Antes de que Alfonso Albaisa llegara al
mundo, sus padres tomaron la decisión en agosto de 1962 de huir de la
isla en un vuelo nocturno que habían logrado pagar vendiendo un reloj
Rolex y el sedán Edsel de la familia.
Años más tarde el protagonista de esta
novela de la vida real se convertiría en el jefe de diseño de una
automotriz de lujo japonesa. La sucesión de hechos que podrán leer a
continuación parecen creados por el departamento de Relaciones Públicas
de Infiniti, la firma de lujo de Nissan nacida para competir con Lexus y
Acura en los Estados Unidos, pero no lo es.

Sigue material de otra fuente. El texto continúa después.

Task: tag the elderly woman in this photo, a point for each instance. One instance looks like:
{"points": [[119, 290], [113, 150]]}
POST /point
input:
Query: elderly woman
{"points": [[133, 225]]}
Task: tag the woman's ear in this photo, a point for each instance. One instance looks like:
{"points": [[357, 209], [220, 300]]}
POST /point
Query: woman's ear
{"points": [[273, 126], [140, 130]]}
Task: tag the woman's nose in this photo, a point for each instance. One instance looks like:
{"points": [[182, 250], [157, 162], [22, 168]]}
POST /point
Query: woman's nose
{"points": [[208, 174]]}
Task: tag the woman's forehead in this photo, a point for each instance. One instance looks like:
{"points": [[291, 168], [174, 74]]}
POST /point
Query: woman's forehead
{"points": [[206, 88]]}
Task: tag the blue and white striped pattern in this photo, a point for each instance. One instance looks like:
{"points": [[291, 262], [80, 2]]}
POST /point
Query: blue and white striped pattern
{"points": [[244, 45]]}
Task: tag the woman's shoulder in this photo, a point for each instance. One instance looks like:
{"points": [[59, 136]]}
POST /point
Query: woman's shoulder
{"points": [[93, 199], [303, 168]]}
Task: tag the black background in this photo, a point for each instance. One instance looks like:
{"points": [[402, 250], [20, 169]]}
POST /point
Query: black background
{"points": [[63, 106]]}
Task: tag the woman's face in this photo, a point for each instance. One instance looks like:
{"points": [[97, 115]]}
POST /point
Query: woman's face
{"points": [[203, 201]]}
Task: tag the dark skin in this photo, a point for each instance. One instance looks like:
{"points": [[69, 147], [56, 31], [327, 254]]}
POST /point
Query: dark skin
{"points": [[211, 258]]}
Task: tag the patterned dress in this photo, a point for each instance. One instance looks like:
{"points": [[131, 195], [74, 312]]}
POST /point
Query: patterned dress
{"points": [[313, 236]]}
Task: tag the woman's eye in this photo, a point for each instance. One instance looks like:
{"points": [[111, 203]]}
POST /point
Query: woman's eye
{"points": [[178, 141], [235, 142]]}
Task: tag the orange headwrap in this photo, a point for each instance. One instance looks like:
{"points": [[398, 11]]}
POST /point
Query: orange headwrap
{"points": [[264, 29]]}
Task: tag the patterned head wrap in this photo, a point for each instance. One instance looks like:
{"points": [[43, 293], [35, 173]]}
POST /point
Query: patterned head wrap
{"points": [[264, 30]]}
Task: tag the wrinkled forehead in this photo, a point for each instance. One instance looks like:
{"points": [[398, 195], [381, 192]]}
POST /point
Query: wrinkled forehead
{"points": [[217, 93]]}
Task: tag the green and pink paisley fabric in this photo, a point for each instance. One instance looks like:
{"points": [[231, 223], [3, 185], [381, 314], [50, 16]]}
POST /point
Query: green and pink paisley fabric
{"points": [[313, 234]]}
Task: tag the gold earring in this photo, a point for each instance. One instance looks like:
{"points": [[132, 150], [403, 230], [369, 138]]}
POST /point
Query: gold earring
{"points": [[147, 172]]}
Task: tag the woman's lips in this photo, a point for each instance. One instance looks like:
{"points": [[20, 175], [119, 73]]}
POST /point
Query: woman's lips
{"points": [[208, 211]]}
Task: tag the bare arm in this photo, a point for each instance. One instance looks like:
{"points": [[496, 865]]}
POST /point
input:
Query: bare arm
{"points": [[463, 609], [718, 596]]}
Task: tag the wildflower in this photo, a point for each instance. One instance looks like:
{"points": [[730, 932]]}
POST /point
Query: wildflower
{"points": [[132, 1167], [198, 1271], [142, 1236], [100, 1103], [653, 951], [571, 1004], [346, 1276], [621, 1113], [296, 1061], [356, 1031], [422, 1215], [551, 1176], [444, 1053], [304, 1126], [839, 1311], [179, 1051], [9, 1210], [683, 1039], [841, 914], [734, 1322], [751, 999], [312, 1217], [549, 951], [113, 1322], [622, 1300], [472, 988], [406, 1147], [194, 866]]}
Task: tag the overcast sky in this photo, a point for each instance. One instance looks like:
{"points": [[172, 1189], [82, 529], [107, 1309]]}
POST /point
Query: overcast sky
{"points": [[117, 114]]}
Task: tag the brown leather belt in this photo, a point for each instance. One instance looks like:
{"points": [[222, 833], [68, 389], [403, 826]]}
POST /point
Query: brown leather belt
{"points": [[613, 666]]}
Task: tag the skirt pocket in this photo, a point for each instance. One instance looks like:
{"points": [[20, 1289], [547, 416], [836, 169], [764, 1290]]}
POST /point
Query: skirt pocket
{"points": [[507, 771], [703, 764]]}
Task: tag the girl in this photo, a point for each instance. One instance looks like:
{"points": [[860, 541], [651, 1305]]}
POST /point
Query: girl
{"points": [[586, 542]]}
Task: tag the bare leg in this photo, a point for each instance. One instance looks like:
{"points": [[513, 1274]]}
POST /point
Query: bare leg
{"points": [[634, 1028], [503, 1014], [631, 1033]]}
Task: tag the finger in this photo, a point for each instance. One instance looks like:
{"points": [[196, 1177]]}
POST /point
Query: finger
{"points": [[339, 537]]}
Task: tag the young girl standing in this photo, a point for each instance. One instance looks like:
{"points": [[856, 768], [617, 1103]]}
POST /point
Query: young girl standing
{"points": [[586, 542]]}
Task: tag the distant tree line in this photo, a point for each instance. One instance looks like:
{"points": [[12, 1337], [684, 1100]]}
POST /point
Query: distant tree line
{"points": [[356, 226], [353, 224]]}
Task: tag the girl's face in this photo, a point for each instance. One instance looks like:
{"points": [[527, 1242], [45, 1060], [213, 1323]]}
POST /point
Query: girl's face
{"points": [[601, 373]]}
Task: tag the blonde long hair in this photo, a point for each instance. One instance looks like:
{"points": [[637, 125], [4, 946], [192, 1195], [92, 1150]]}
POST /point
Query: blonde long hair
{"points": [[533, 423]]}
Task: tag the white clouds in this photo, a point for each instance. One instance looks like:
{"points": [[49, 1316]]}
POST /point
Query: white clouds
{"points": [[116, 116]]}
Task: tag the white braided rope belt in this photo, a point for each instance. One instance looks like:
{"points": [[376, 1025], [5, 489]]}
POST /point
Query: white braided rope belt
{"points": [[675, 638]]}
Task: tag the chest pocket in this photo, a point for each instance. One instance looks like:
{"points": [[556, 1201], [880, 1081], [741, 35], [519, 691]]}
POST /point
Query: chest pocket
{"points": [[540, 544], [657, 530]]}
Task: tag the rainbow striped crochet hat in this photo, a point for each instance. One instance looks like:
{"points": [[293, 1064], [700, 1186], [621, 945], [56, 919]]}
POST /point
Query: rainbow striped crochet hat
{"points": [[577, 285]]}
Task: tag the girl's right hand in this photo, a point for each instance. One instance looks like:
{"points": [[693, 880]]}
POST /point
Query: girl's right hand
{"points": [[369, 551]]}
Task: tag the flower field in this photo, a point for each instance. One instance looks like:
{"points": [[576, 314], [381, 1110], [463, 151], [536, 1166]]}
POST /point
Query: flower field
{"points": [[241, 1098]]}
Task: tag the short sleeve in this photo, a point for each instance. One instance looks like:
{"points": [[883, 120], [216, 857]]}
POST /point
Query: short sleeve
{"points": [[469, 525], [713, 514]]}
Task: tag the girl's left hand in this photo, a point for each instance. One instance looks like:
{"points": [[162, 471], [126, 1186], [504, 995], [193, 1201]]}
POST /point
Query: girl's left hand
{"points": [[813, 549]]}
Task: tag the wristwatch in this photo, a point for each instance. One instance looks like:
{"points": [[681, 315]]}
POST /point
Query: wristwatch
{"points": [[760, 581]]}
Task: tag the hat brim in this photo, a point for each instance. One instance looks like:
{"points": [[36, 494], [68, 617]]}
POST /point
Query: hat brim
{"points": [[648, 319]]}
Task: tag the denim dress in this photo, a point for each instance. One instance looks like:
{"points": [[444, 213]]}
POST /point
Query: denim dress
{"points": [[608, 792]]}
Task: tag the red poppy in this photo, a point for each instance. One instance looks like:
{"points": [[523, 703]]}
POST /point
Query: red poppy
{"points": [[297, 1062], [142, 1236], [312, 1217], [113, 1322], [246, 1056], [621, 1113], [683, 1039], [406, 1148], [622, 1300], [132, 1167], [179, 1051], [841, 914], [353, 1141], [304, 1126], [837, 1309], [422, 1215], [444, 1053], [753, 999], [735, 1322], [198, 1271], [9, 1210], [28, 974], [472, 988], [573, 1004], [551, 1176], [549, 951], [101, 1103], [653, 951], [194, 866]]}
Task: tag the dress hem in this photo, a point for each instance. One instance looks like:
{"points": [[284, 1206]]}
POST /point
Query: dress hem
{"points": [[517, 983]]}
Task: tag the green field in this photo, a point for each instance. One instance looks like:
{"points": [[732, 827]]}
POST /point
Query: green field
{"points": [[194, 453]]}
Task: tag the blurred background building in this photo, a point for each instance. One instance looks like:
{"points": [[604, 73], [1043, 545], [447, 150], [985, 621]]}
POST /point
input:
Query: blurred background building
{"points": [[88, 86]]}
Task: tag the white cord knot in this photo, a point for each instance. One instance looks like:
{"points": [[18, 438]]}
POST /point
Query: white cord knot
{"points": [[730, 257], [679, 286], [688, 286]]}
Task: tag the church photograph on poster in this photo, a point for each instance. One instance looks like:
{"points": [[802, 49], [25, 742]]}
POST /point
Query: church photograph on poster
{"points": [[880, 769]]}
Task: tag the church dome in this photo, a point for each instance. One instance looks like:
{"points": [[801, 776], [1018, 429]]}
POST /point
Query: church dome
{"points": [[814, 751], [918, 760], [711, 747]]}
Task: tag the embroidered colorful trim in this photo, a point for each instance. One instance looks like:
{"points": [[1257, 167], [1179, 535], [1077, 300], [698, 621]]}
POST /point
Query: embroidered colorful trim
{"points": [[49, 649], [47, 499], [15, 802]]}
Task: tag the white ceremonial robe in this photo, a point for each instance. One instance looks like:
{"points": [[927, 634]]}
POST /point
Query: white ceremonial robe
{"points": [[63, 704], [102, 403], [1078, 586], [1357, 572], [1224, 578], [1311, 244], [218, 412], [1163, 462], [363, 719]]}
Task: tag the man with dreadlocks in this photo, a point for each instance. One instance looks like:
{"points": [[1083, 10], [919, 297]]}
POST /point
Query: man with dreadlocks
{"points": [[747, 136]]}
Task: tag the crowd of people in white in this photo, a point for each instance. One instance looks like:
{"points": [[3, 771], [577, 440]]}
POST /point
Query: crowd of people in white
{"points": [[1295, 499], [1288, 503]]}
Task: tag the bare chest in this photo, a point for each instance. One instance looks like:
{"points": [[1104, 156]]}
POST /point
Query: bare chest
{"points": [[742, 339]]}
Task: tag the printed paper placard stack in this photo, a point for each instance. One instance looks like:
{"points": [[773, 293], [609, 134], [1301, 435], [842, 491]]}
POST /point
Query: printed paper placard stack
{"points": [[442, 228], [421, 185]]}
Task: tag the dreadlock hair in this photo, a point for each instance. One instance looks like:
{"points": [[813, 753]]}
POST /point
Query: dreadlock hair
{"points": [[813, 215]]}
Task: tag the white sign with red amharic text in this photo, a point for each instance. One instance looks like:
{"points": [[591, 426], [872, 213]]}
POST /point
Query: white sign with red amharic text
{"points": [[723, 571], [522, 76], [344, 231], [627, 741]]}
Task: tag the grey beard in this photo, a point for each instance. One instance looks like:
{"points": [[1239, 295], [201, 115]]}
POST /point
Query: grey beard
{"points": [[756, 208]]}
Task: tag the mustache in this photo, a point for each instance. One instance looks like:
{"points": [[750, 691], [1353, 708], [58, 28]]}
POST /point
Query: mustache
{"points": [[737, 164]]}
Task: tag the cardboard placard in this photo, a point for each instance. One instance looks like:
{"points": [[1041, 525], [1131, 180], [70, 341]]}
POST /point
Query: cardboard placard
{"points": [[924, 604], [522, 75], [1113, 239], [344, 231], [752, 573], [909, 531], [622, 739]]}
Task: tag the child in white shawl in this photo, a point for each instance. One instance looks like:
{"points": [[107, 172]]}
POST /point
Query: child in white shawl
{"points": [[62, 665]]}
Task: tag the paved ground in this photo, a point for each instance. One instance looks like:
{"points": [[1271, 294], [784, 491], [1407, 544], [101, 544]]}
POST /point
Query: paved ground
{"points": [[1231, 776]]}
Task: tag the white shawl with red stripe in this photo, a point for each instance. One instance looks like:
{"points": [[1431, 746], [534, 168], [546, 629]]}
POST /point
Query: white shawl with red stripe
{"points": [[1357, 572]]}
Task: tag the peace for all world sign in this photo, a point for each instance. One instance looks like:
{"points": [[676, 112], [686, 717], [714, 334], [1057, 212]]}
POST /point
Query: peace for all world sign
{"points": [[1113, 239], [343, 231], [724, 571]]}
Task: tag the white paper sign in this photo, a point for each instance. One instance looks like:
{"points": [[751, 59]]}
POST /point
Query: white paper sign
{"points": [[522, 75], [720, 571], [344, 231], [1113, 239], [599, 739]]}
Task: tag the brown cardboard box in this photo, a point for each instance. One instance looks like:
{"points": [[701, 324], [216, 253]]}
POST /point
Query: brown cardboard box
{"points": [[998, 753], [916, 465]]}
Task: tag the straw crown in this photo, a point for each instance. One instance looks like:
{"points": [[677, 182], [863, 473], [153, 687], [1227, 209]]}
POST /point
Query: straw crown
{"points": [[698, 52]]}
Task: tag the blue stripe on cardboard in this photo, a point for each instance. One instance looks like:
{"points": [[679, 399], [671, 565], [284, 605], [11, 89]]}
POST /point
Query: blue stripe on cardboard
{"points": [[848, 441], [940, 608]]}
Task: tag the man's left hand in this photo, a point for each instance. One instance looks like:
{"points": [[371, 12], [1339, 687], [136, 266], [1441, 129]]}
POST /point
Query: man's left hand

Albaisa nunca había visitado Cuba, al
igual que muchos de sus compatriotas nacidos en los EEUU pero que
siempre se sintieron más cubanos que “yankees”, para quienes el dolor
que les significa ver a su tierra bajo el régimen castrista aun al día
de hoy les resulta difícil de superar y continúan a la espera de cambios
políticos significativos para conocer la tierra de sus antepasados.

Infobae
Fue precisamente el acercamiento
diplomático liderado por la administración del presidente Obama el que
llevó al hoy devenido en talentoso jefe de diseño de Infiniti a cumplir
un sueño, uno que pedía hace tiempo ser cumplido y todo gracias al
automóvil que ayudó a gestar.
Es que la imponente coupé de lujo
Infiniti Q60 terminó teniendo el honor de convertirse, muy probablemente
por todo el simbolismo que llevará por siempre grabado a fuego al ser
diseñada por un cubano americano, en el primer auto nuevo en entrar a
Cuba desde los Estados Unidos en 58 años.
Albaisa confesó que luchó y lloró por
ese viaje a Cuba y que durante los cuatro días que pasó en espectacular y
a la vez decadente Habana, pudo conocer a una prima y logró visitar a
la que en su momento fue la hacienda de su abuelo, gobernador de la
provincia de Camagüey.
Además fue testigo en primera personas
de los diseños de su tío, el reconocido arquitecto Max Borges-Recio
quien construyó entre otros edificios el emblemático cabaret Tropicana,
símbolo de una era dorada en la que La Habana era el destino número uno
de los Estados Unidos para el juego y la vida nocturna.
El creativo de Infiniti tuvo la
oportunidad de presentar su vehículo antes la mirada atónita de más de
150 diseñadores, arquitectos y artistas de la isla ante quienes expresó
“Si mi familia pudo escarparse de la isla y terminé diseñando carros de
lujo japoneses, ellos también pueden hacer grandes cosas”.